A new bill regarding defamation proposed by the government would not impede on the freedom of media and its work, the Attorney General’s Office has stated.
The statement comes after concerns were raised regarding the possible outcome that the bill on media freedom. The government is set to propose 28 bills to the parliament within the current session.
Attorney General Office Media Director Hussain Hassan speaking with Sun last night said that the bill would not be formed in a way to facilitate the closure of media or imposition of fines on media outlets. He stated frankly that the bill was not targeted for media outlets.

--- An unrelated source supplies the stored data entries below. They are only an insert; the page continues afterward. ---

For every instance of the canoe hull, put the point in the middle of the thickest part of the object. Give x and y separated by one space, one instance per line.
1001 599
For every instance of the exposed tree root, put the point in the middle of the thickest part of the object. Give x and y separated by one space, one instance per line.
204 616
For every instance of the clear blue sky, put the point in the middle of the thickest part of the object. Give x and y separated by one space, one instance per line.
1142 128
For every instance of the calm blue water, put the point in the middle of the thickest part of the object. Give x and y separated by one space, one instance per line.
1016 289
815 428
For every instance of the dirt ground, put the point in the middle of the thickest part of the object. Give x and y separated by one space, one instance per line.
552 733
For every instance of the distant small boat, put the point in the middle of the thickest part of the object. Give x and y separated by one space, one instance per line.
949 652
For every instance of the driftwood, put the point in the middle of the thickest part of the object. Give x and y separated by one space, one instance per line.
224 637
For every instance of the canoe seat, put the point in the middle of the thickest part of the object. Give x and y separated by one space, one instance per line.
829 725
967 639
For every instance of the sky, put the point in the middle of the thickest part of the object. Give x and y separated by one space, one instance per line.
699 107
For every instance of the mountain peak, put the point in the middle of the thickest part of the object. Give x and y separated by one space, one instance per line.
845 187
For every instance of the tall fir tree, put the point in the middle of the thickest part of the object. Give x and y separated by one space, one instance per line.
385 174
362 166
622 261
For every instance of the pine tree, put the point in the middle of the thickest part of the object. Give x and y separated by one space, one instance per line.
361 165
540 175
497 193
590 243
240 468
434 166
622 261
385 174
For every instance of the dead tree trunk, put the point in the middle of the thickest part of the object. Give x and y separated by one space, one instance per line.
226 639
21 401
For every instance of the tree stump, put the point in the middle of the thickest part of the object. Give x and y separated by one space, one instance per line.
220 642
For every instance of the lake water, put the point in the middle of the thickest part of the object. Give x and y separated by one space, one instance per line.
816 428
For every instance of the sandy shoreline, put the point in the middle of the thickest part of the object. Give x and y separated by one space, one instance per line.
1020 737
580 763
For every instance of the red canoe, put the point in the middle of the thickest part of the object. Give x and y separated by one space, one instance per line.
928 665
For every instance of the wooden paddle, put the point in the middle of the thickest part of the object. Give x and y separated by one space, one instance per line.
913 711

“The government’s intention is to keep defamation as a civil offense. The bill will also be formed in the manner. It will not be shaped to impede press freedom. The bill will include parts of the regulation (general regulation for compensation in defamation cases). Under the regulation, defamation remains a civil offense.” Said Hassan.
The new bill would also not provide powers to a specific institution to obtain compensation in cases of defamation but would provide individual citizens to obtain compensation by taking the matter to court.
Anti-defamation laws during President Yameen’s administration was very much targeted towards media. Under the law, countless media outlets were imposed with fines. The law was later proposed to be repealed by the Parliament after the Presidential elections. Former MP for North Henveiru and current Foreign Minister Abdulla Shahid proposed to repeal the law.
Repealing the law was a pledge made by President Ibrahim Mohamed Solih, who did so after coming to power. Along with the new defamation bill, the government has also proposed the Maldives Media and Broadcasting Authority bill.